Official estimates of deaths attributable to COVID-19 indicate that over 1 million Americans have lost their lives to COVID-19 since the first COVID-19 death was reported in the United States in March 2020.  However, this staggering loss does not include any deaths caused by COVID-19 that were attributed to other causes. In addition, it does not include deaths that were indirectly the result of the pandemic but not caused by COVID-19 directly. For example, some people may have been unable to access prevention and treatment for other health conditions during the pandemic, leading to higher-than-expected mortality. Deaths may also have been averted during the pandemic due to, for example, lower risks of accidents or injuries as a result of pandemic-related mitigation measures. 

This brief investigates how excess mortality varies across States and examines the role of health insurance coverage in explaining these differences. The evidence shows that lack of health insurance coverage is associated with higher excess mortality rates during the pandemic, even after controlling for differences in vaccination rates, the age distribution of the State, the share of the State population with pre-existing conditions, and the degree of each State’s restrictions during the pandemic. The findings suggest that lack of health insurance coverage may have generated more excess deaths in States with relatively low coverage rates.
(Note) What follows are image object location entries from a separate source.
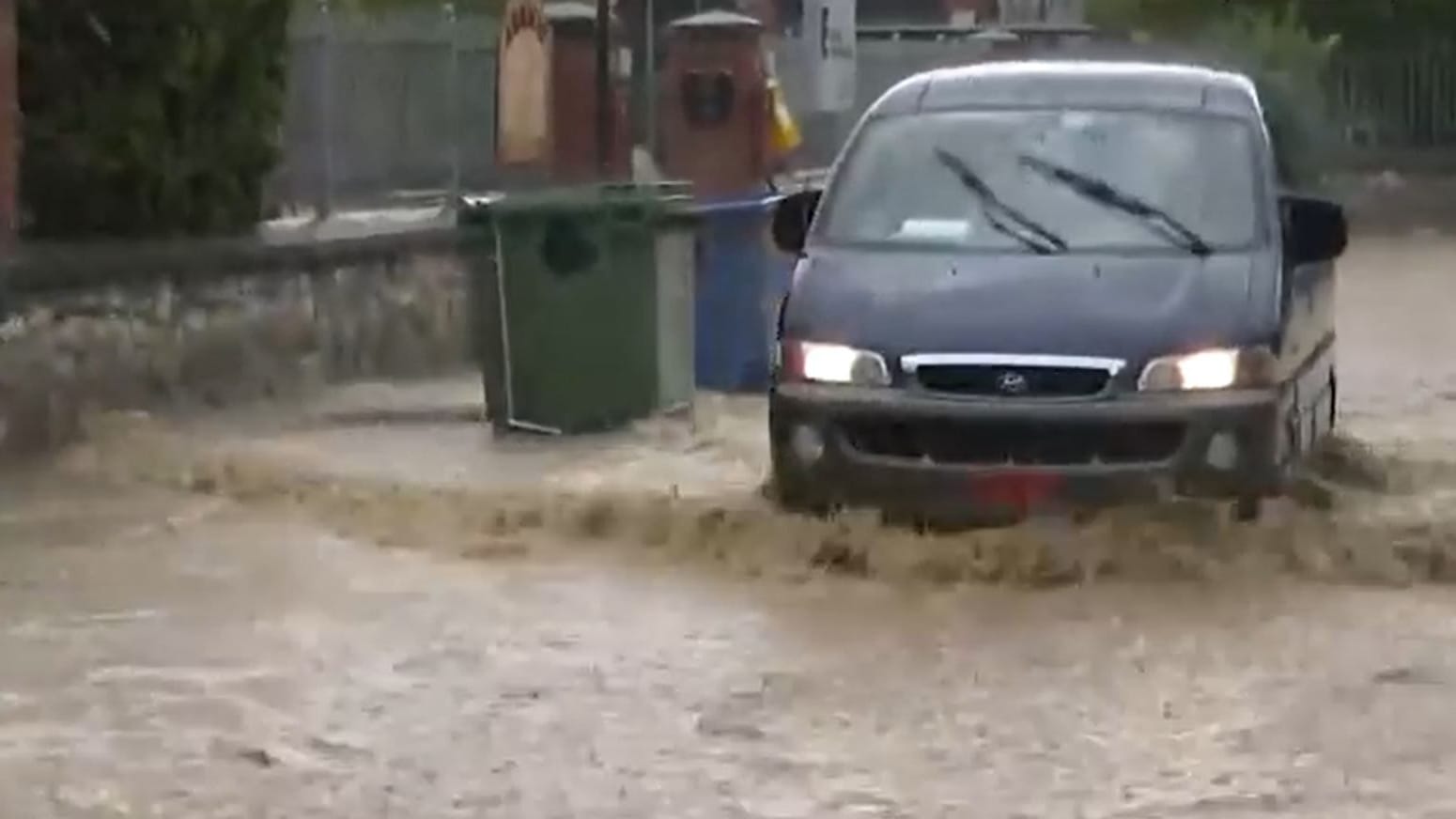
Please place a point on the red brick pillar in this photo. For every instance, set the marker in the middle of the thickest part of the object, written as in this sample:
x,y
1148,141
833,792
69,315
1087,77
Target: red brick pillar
x,y
986,10
9,122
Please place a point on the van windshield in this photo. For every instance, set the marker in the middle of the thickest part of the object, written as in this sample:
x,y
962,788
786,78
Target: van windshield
x,y
1050,180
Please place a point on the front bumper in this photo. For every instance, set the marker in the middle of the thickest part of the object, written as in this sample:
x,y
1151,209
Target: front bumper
x,y
923,455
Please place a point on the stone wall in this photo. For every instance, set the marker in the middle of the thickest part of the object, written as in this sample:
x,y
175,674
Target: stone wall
x,y
216,323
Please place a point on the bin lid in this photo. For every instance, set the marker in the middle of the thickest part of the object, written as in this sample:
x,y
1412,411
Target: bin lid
x,y
717,19
571,13
658,198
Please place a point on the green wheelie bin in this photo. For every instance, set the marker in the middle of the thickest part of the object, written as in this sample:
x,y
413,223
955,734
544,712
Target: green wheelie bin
x,y
582,304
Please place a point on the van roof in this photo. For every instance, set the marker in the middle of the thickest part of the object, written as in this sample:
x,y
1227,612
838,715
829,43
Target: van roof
x,y
1074,82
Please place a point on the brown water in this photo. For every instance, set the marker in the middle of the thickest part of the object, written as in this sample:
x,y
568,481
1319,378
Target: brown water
x,y
223,636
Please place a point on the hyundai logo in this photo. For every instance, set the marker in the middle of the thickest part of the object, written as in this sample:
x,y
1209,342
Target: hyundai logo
x,y
1013,384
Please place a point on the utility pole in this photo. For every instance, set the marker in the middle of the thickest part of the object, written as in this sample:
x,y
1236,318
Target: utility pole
x,y
605,124
9,124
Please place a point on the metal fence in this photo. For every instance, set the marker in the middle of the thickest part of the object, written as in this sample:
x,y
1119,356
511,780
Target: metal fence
x,y
401,106
1397,100
386,108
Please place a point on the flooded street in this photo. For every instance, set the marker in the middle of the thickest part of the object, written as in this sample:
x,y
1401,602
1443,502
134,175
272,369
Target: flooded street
x,y
252,644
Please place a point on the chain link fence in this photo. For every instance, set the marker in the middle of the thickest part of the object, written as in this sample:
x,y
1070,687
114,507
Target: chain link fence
x,y
401,108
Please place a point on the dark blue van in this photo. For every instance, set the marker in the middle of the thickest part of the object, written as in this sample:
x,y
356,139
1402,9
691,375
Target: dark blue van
x,y
1058,283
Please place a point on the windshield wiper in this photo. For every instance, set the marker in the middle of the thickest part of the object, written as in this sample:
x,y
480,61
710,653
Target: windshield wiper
x,y
1045,240
1100,191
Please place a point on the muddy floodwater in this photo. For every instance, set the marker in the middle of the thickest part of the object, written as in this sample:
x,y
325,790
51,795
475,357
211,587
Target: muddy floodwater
x,y
245,643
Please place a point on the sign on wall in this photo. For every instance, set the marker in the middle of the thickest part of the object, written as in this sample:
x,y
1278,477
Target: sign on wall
x,y
829,37
523,74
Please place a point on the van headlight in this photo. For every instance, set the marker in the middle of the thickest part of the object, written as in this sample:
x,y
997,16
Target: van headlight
x,y
833,363
1209,370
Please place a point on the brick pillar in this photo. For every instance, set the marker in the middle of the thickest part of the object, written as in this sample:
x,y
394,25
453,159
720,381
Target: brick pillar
x,y
986,10
9,122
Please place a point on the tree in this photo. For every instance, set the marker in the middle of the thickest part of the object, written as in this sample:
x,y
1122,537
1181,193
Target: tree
x,y
155,118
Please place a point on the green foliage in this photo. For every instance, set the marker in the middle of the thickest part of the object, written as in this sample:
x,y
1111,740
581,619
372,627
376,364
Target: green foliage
x,y
1357,23
155,118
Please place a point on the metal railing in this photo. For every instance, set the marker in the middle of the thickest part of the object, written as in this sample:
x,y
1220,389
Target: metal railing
x,y
1397,100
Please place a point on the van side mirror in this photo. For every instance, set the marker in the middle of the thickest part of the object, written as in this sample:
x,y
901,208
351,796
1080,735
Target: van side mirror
x,y
1315,230
792,217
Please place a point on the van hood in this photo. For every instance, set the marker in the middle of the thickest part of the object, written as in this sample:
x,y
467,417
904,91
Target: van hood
x,y
1129,307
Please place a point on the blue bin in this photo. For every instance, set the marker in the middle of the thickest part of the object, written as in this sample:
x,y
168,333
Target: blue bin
x,y
741,278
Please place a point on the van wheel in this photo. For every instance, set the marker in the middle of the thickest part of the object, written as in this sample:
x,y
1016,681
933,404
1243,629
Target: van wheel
x,y
1248,509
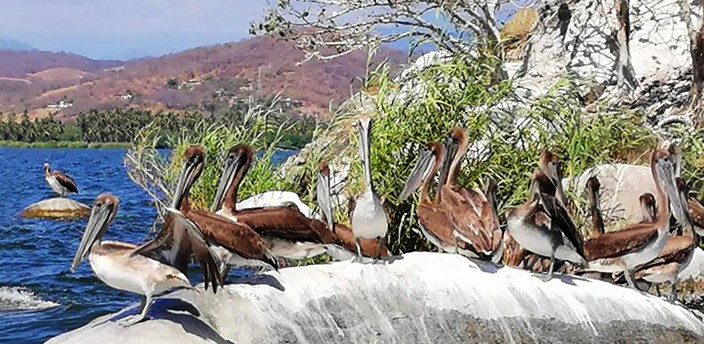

Measuring excess mortality

Researchers have tried to quantify the total net mortality burden of the COVID-19 pandemic by examining how observed counts of deaths during a specific time period differ from the expected number of deaths during the same time period based on data prior to the pandemic. These “excess deaths” thus provide a measure of the extra number of deaths from all causes during the pandemic relative to what would have been expected had the pandemic not occurred.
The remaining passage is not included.